Enormous swaths of ocean are nutrient-poor and harbor little life. Seen from space, these areas are as blue and empty as the sky. But green, in the ocean as on land, is one of life’s signature colors.
Most of the Pacific Ocean is unremittingly blue. But Woods Hole Oceanographic Institute (WHOI) climate scientist Kris Karnauskas was readjusting the viewing frame of his satellite maps one day in October 2010 when he spotted a tiny telltale smudge of green slicing through the azure sea. The green plume trailed from one of the Gilbert Islands, a group of coral atolls straddling the equator. Karnauskas had nearly missed it because his map was usually centered on the continents, so its edge nearly bisected the Gilberts; Karnauskas only saw the green blip when he shifted the Pacific Ocean to the center of his view. The lucky move sparked an idea connecting islands, ocean currents, and climate change.
“I’d seen the same color during my PhD research on the Galapagos,” explains Karnauskas, “so I knew exactly what it meant.”
The green plume trailed from one of the Gilbert Islands, a group of coral atolls straddling the equator.
Much like the Galapagos, the Gilbert Islands are situated directly in the Pacific’s easterly equatorial undercurrent, which essentially traverses the entire ocean, says Karnauskas. Because nutrients are concentrated near the ocean bottom, the presence of the algal plume meant that deep, cold water was being pushed to the surface as the currents encountered the islands. The water hits the islands “like air rushing over a mountain,” but because the islands are too tall to go over, it goes up and around, bringing nourishment to photosynthetic phytoplankton near the water’s surface that lend a chlorophyll-tinged hue to the currents sweeping past.

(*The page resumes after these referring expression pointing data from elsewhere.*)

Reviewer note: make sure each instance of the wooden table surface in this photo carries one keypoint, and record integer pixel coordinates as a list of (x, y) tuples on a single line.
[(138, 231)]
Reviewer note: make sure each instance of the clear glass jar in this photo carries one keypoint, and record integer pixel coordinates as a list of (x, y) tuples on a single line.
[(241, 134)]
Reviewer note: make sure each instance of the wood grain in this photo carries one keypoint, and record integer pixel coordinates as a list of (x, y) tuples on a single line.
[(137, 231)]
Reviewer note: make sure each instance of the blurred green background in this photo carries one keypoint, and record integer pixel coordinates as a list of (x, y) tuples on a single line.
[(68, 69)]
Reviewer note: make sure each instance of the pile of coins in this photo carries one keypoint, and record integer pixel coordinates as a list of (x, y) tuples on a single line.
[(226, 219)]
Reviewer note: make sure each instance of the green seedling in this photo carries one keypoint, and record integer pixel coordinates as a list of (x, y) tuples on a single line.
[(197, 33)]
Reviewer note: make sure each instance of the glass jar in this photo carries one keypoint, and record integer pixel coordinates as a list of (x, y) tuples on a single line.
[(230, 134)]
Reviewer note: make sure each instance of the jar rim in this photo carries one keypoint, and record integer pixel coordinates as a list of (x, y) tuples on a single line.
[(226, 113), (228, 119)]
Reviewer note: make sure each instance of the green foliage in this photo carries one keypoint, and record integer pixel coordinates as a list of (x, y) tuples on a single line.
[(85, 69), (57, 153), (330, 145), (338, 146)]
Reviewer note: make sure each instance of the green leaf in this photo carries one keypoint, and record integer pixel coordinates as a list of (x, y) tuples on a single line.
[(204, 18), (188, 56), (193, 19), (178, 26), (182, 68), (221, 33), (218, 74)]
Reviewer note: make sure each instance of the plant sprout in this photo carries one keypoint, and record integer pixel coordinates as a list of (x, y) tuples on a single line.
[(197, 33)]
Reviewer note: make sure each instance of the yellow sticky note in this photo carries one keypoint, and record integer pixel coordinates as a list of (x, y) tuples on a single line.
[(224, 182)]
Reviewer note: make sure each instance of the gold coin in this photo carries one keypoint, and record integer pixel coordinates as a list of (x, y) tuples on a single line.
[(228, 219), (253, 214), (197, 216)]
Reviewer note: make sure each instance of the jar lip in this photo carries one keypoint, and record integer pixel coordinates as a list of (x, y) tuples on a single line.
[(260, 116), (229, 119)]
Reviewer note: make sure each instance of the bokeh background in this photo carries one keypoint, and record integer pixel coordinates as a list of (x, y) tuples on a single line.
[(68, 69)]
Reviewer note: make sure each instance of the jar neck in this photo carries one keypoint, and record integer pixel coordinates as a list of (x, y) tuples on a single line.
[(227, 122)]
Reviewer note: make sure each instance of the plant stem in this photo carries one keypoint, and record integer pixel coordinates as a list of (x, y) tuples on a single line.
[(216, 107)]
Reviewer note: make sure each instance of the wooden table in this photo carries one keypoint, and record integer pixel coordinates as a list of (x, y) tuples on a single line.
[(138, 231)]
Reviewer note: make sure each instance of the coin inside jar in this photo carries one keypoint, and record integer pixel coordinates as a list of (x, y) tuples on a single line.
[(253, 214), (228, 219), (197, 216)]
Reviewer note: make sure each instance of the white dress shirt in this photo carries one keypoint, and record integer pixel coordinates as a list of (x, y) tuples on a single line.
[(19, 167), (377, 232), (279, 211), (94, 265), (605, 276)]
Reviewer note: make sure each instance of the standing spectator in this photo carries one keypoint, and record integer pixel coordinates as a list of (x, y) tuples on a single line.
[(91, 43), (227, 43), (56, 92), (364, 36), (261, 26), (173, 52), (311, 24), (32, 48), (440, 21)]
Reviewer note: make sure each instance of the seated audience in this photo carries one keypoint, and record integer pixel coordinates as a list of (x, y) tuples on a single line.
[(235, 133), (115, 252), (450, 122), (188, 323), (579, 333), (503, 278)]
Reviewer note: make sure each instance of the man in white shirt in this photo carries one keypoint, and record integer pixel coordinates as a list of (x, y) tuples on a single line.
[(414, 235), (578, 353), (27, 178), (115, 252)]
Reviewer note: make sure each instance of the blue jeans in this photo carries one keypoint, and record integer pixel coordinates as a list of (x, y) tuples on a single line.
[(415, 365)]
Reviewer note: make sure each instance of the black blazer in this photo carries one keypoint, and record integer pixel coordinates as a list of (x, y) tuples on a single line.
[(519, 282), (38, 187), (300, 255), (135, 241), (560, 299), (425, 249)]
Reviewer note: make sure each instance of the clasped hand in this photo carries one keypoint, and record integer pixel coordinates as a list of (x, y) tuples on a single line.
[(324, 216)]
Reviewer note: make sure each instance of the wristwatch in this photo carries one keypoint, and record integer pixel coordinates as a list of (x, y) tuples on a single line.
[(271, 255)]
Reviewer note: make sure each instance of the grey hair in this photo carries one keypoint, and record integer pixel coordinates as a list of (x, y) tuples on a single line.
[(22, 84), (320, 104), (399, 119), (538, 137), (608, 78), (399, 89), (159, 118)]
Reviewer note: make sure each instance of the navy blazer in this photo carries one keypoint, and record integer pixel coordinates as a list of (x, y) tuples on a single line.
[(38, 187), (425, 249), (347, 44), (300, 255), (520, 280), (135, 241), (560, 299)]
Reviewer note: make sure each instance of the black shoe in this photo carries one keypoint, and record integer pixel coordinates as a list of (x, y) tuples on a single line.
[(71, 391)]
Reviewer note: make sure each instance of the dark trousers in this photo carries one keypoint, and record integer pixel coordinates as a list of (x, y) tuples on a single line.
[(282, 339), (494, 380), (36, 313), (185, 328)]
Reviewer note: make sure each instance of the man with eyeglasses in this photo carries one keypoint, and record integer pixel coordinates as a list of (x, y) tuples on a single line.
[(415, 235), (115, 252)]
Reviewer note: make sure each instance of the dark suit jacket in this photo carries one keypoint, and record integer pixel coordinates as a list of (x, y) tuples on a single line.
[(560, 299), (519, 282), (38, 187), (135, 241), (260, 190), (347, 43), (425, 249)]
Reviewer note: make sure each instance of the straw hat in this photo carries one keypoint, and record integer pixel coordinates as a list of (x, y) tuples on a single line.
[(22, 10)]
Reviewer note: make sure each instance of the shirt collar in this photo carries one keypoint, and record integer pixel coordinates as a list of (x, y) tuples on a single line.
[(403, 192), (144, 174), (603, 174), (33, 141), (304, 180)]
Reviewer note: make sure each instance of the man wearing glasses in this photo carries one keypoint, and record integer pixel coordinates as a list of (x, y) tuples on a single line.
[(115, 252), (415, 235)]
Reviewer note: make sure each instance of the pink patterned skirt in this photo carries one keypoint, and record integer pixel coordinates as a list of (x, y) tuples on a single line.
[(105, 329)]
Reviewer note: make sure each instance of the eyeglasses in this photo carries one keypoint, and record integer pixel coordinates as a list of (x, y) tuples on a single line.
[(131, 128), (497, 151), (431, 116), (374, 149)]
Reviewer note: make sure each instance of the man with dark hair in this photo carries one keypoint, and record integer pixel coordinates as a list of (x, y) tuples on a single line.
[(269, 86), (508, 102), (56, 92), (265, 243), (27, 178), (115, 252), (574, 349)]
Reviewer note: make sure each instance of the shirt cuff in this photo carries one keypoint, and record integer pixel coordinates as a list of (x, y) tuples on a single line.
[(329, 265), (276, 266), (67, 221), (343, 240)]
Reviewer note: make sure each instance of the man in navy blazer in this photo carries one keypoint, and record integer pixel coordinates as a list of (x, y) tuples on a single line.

The upwelling cold water could be important for the Gilberts, reasoned Karnauskas and his collaborator, Anne Cohen, a coral researcher at WHOI. Ocean temperatures are rising, making life more difficult for delicate organisms like the corals that built the atoll. Corals exist in a symbiotic relationship with certain species of algae: the unicellular plants contribute nutrients to the coral while absorbing the colonial animals’ nutrient-rich waste. But when water temperatures are high for periods as long as several weeks or more, corals jettison the algae in a process known as “coral bleaching,” explains Simon Donner, a University of British Columbia climate scientist who studies the Gilberts’ corals. If they can’t replace their algal symbionts, corals die.
Karnauskas and Cohen wanted to determine how much colder the upwelling could make the ocean temperatures surrounding the Gilberts. But putting the tiny Gilberts into the context of global climate models took some doing, explains Karnauskas. Climate models that describe worldwide climate change aren’t detailed enough to take into account sea temperature changes happening around a few islands, most only a couple of miles across. So Karnauskas added in an ocean current model that could track nuances in sea temperature. He found that ocean temperatures around the Gilberts will lag behind the rest of the Pacific by about 25 percent, or more than half a degree Celsius, over the next century.
Cohen and Karnauskas think that the delayed warming around the Gilberts may be good news for coral. They hypothesize that the Gilberts could serve as “coral refuges,” where corals and their algae may receive a respite from the bleaching that is already impacting other reefs around the Pacific.
“It’s cool oceanography,” Donner says, “and the results make sense”—as far as cooler temperatures go. But the relationship between corals and high temperatures may be more complicated than warmer water causing coral die-off, Donner cautions. The Gilberts, for one thing, are subject to regularly vacillating temperatures as the result of El Niño, which is why Donner uses them as a model for coral response to warming. Donner’s work has actually shown a beneficial effect of higher temperatures—those corals that have been exposed to higher temperatures in the past, and survived, are more likely to survive future heat waves.
Donner also points out that 0.7° C over 100 years may not be enough to buffer the corals against larger-scale temperature changes. He notes that, as fine-grained as Karnauskas’s and Cohen’s models are, they are still lacking in crucial details, such as how close, exactly, the cold water is to shore. The Gilberts are the tips of volcanoes, just breaking the water surface, says Donner, and the coral growing on them is very close to the shore. If the cold water effect “is even a kilometer or two offshore, that may not be [close] enough,” he explains.
Karnauskas acknowledges the need for more detail about where the cool water is flowing, the precise temperature changes of the sea surrounding the Gilberts, and how this relates to specific coral ecosystems at the islands. This summer, the collaborators are planning a cruise to take more accurate measurements, comparing the east and west sides of the islands. They also hope to look back in time, Karnauskas says, by comparing coral growth rings to historical data on ocean temperatures.
While the climate projections generally look bad for corals, Donner is confident that coral reefs will survive—if not always in the form we’d like best. “They may not be as diverse or pretty,” he predicts, “but they will persist.”